平野晴子 hirano haruko
●著者略歴
1942 年生まれ 山形県出身
方言詩集『雪の地図』、詩集『質問』
詩集『黎明のバケツ』(第 56 回中日詩賞、第18回小野十三郎賞特別賞)、詩集『花の散る里』
中日詩人会 詩誌「蕊」「詩素」「塩」所属
●『黎明のバケツ』あとがきより
病を得た夫のことは書きたくなかった。書くまいと思っていた。病名を告げられてから、七年間書けなかった。日常生活のあくせくのなかで書いていた私にとって、いつかは書く成り行きだったのかも知れない。ためらいの中で一つ書くと、ためらいが薄れ、夫と付き合う大切な方法となっていった。作品のほとんどは、ここ二年の間に書いたものである。

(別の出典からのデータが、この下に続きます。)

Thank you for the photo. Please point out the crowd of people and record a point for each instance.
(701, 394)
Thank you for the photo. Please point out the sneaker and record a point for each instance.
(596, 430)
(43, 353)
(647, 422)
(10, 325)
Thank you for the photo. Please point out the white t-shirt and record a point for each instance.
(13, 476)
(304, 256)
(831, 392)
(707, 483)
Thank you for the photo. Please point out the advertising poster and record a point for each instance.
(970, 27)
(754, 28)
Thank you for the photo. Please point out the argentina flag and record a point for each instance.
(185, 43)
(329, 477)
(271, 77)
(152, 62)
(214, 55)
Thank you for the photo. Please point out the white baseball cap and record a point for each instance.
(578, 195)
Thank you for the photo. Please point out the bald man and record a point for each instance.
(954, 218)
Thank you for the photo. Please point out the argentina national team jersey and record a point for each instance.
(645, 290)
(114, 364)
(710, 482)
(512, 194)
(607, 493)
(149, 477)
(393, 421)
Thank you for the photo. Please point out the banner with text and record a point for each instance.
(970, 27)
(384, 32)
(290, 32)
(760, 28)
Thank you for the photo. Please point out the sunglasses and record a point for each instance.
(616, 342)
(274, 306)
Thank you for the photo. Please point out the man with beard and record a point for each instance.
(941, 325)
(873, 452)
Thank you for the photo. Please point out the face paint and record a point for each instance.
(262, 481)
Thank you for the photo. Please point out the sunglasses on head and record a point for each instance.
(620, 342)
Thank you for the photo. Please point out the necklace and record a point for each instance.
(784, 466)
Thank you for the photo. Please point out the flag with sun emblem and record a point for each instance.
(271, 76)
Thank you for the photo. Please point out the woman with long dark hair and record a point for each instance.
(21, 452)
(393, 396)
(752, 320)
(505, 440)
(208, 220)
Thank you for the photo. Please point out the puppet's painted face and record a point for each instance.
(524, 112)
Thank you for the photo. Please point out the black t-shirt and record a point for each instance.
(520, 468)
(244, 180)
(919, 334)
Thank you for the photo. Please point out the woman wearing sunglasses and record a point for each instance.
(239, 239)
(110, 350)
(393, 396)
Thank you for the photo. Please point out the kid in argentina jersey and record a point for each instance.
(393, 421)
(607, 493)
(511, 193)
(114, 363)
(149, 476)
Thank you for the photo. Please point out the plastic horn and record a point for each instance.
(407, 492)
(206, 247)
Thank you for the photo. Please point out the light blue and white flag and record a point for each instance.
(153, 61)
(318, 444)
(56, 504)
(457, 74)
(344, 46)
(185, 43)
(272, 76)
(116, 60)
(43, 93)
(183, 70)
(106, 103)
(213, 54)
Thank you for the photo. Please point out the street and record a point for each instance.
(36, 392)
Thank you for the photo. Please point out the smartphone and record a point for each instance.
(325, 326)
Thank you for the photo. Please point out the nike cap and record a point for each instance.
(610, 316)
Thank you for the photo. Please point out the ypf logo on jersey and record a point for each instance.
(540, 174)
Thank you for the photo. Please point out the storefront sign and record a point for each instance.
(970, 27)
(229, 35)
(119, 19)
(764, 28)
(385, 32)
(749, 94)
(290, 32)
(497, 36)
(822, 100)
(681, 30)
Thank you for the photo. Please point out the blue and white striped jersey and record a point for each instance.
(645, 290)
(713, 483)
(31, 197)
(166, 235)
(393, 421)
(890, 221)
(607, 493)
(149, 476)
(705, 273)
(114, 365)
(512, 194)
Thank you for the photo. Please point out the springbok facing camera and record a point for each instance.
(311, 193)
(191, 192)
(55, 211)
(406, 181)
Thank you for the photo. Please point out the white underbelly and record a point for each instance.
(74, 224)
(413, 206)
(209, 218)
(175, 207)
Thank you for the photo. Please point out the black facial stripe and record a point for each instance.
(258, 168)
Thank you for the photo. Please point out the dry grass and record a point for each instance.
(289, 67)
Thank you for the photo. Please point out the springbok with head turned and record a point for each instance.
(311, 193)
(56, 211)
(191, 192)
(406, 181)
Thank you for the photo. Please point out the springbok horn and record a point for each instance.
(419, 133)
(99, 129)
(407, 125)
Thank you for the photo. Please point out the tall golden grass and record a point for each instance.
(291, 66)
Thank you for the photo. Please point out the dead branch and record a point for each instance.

夫の発する断片的な言葉、繋がらない行為、職場への執着、居ない人が立ち現れる妄想は、老いた脳と萎縮した海馬そのものの姿なのであろうか。言葉の瓦礫のような断片を拾うと、欠け口から、傷ついた真実のようなものが鈍く光っているようで、はっとさせられたりした。何の疑問もなく使用していた洗面所やトイレでの戸惑い、奇妙な行為は厄介であったが、日頃から時代遅れの人だったのでと諦めながら、ちゃかり題材にしてしまっていた。許されると思いたい。
●『花の散る里』あとがきより
続「黎明のバケツ」となったこの詩集は、夫との日々を最も深く共有した時間でした。今となっては、魂の健やかならむことを祈るのみです。
村野保男氏には、多くのことを学ばせて頂きました。深く感謝申し上げます。
●『有為の奥山けふこえて』あとがきより
前詩集から六年たちました。老いることは、体が不自由になっても、心は自由になることのようでもありました。いろいろなものを手放しました。今残っているのはこの一冊の詩集と残りの時間のように思われます。不可思議な言葉は失くしたものに触り、残りの時間のその向こうに触らせてくれるようでもあります。詩集はしばらくは傍にいてくれるでしょう。穿けなくなったジーパンのように仕舞っておきたいと思います。